ANZ has been slapped with a lawsuit for allegedly misleading half a million customers in a $200 million failure.
ASIC has commenced civil penalty proceedings in the Federal Court against Australia and New Zealand Banking Group for failing to provide certain benefits it had agreed to give customers with offset transaction accounts.
According to the corporate regulator, between mid-1990s and September 2021, ANZ failed to provide fee waivers and interest rate discounts to 580,447 customer accounts, which resulted in the big four having to remediate nearly $200 million to impacted customers.
Commenting on the charges, deputy chair Sarah Court said in a statement on Thursday: “ANZ’s conduct was long standing and impacted over half a million customers.”
“These customers were entitled to receive the benefits they signed up for and in many instances paid for.
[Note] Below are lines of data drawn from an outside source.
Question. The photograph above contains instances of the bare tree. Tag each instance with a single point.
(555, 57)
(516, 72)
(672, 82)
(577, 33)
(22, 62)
This case is yet another example of a widespread system failure by a major bank impacting thousands of customers,” Ms Court noted.
This matter marked the final investigation by ASIC arising from matters considered by the Royal Commission, a constant theme of which has been the failure of large financial services entities to honour customer agreements.
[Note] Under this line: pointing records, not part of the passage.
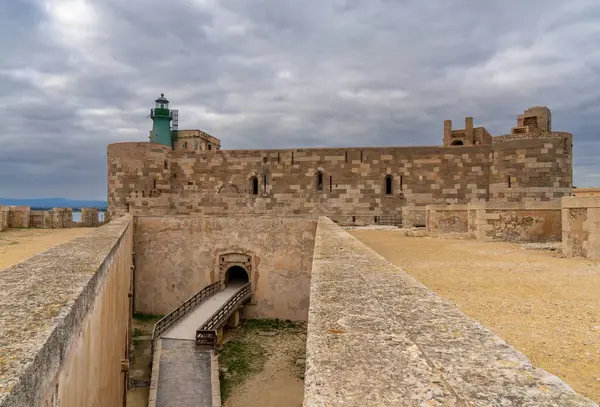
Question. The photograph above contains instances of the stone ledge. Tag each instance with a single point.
(44, 300)
(376, 336)
(581, 202)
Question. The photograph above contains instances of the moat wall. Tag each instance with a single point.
(70, 335)
(378, 337)
(4, 215)
(177, 256)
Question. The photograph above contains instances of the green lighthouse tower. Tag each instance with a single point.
(161, 116)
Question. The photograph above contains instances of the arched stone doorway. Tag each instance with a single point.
(236, 275)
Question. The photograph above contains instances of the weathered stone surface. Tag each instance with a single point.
(348, 184)
(56, 311)
(184, 375)
(581, 226)
(177, 256)
(377, 337)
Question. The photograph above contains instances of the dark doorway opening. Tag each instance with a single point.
(254, 182)
(388, 185)
(236, 275)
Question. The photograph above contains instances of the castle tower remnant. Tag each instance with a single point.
(161, 116)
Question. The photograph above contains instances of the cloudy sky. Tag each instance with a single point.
(76, 75)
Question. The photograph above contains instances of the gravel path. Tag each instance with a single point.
(17, 245)
(546, 306)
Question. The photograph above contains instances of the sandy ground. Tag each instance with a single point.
(546, 306)
(17, 245)
(280, 382)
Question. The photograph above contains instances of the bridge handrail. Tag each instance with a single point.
(188, 305)
(206, 335)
“ASIC will continue to take enforcement action in relation to misconduct of this nature,” Ms Court confirmed.
ANZ’s Breakfree package, introduced in 2003, offered fee waivers, interest rate discounts on eligible ANZ products such as home loans, credit cards and transaction accounts and other benefits in exchange for paying an annual fee.
ASIC alleges that these entitlements were not always provided to customers.
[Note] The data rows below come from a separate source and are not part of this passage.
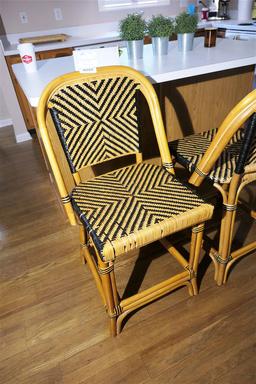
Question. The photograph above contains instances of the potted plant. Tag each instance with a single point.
(132, 30)
(185, 27)
(160, 28)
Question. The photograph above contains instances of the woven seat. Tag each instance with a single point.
(87, 120)
(131, 207)
(227, 157)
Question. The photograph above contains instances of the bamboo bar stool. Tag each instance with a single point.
(227, 157)
(87, 119)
Moreover, according to the corporate regulator, ANZ’s offset customers were entitled to interest rate reductions on eligible home and commercial loans, which were not always provided.
ANZ has admitted to making false or misleading representation, noting also that its bank’s systems and processes were not capable of delivering those benefits consistently and that it breached its obligations as a financial services and credit licensee to provide services honestly, efficiently and fairly.
ASIC is now seeking declarations, pecuniary penalties and other orders against ANZ. ASIC and ANZ will submit to the Court that a penalty of $25 million is appropriate.